The president of the Nova Scotia Lighthouse Preservation Society supports Digby’s position in the Fundy lighthouse fuss.
“The Digby Pier Light is part of Nova Scotia’s lighthouse history,” says Barry MacDonald. “This was not only a significant part of the navigation system there, guiding countless ships safely to harbour, but these lights are also very important to a community’s identity.”
MacDonald says the NSLPS has a policy to encourage governments and their agencies to leave lighthouses in their original locations and not to move them.
MacDonald can think of three precedents off the top of his head, where lighthouses that had been removed by the Coast Guard were later returned.
The lighthouse from St. Paul’s Island in the Cabot Strait in northern Cape Breton was moved to Dartmouth in the 1980s.

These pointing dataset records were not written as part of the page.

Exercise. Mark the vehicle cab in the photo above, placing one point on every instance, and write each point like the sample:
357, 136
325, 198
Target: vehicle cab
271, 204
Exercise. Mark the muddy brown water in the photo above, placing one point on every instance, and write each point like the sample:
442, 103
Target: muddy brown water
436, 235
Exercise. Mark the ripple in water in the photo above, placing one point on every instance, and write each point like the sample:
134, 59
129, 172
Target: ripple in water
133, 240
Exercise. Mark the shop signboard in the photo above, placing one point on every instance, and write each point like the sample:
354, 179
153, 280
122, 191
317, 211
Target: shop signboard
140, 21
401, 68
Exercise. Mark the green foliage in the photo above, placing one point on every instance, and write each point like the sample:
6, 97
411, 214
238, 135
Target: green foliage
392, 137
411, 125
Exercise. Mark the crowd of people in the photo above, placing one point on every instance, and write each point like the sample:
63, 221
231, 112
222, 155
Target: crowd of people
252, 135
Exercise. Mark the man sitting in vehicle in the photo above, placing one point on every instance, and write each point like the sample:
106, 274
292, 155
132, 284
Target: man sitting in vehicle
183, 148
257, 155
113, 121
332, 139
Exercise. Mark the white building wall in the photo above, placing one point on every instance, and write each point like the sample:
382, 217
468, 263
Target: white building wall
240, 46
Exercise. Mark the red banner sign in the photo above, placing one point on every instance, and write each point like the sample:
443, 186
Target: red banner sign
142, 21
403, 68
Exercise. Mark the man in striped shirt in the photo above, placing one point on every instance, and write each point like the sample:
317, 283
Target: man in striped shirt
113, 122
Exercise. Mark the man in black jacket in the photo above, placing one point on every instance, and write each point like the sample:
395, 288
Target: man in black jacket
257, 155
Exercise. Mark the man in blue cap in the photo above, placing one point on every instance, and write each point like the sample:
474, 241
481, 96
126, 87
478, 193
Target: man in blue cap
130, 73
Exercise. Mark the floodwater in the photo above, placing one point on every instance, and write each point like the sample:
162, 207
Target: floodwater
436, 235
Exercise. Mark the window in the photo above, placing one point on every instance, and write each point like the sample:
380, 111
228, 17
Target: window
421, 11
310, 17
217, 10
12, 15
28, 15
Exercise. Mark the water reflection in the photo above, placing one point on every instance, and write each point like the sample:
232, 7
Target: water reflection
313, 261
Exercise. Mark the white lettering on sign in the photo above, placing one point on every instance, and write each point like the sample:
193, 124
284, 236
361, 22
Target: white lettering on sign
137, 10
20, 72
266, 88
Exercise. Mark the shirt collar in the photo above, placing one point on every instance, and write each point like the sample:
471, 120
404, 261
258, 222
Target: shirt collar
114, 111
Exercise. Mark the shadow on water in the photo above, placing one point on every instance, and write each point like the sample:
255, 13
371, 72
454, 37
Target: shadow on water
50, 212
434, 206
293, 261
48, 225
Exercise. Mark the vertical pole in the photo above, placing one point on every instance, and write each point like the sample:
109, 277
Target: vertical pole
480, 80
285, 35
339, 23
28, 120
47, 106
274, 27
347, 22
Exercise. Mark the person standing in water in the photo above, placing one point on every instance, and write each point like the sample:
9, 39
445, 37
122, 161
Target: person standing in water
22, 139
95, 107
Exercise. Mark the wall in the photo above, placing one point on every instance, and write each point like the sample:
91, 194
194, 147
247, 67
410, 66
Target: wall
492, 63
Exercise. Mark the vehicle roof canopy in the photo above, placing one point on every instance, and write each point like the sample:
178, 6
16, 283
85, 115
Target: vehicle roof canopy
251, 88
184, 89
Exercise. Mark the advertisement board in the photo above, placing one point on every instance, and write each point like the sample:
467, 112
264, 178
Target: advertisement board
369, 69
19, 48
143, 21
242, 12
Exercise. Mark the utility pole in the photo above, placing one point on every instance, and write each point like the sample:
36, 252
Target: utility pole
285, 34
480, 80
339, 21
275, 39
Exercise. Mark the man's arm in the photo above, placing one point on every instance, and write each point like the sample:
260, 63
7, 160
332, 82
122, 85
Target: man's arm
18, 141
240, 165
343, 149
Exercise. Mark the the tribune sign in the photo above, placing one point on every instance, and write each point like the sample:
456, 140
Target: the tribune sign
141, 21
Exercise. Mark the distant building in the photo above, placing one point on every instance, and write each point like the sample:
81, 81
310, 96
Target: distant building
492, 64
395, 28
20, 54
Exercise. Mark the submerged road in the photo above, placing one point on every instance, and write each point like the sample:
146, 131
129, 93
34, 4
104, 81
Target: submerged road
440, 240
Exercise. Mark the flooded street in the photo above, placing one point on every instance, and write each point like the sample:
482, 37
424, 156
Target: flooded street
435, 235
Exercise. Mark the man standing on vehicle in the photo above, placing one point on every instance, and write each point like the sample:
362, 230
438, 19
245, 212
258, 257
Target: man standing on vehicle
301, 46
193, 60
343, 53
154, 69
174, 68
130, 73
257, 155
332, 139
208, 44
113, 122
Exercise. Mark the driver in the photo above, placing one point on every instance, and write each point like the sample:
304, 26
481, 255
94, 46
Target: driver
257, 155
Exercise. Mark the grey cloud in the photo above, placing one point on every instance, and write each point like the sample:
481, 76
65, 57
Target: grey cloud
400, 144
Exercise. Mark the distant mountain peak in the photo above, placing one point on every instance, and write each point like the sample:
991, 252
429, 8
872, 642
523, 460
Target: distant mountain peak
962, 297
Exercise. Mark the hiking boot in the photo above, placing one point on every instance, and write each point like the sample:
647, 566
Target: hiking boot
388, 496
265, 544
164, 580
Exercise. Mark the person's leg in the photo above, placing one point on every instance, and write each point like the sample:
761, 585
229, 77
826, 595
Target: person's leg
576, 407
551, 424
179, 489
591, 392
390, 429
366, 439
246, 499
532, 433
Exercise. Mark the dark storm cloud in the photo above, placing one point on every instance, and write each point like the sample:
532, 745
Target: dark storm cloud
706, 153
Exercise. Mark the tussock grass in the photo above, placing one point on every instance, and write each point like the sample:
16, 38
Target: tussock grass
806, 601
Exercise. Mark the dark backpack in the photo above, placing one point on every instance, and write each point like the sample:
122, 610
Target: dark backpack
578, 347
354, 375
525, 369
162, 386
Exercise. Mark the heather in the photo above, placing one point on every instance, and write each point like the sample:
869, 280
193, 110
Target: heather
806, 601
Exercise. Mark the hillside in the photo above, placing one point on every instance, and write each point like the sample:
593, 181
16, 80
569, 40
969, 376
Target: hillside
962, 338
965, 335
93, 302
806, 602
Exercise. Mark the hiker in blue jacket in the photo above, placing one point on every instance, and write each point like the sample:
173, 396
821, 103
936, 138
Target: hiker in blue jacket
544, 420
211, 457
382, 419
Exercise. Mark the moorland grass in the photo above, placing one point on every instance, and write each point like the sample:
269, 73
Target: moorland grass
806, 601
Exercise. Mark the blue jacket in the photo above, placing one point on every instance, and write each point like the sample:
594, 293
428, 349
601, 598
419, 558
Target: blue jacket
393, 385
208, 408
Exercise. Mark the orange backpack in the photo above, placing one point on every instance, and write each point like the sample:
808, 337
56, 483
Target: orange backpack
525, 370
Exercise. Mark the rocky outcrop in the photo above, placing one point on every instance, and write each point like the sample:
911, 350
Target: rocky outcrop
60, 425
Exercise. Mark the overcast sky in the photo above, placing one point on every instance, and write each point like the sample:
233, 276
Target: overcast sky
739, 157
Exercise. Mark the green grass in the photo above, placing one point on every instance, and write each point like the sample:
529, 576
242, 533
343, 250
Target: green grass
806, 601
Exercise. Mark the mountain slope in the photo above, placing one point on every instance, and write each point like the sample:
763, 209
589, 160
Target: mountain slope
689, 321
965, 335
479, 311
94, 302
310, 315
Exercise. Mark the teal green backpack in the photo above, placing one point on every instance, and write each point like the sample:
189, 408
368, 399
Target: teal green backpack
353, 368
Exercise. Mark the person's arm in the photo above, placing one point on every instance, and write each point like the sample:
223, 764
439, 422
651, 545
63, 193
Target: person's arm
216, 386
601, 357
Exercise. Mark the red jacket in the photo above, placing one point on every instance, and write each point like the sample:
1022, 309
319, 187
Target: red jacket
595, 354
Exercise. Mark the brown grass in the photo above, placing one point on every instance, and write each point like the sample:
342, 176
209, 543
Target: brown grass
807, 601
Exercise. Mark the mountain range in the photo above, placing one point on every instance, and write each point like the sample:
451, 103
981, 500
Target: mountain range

That short cylindrical lighthouse, built in 1915, was the first cast iron lighthouse built in Canada.
The Coast Guard finally returned that lighthouse just last year after two attempts by the community to convince them it was the right thing to do.
A peppershaker-type lighthouse was removed from Port Greville in the 1980s as well without any local consultation whatsoever.
“The community didn’t even know where it went,” says MacDonald. “They only know it was taken away in a truck.”
After finally locating it, the community there was able to lobby the Coast Guard to return that one as well.
The Coast Guard also returned a lighthouse to Pubnico after it spent some time in northern Nova Scotia.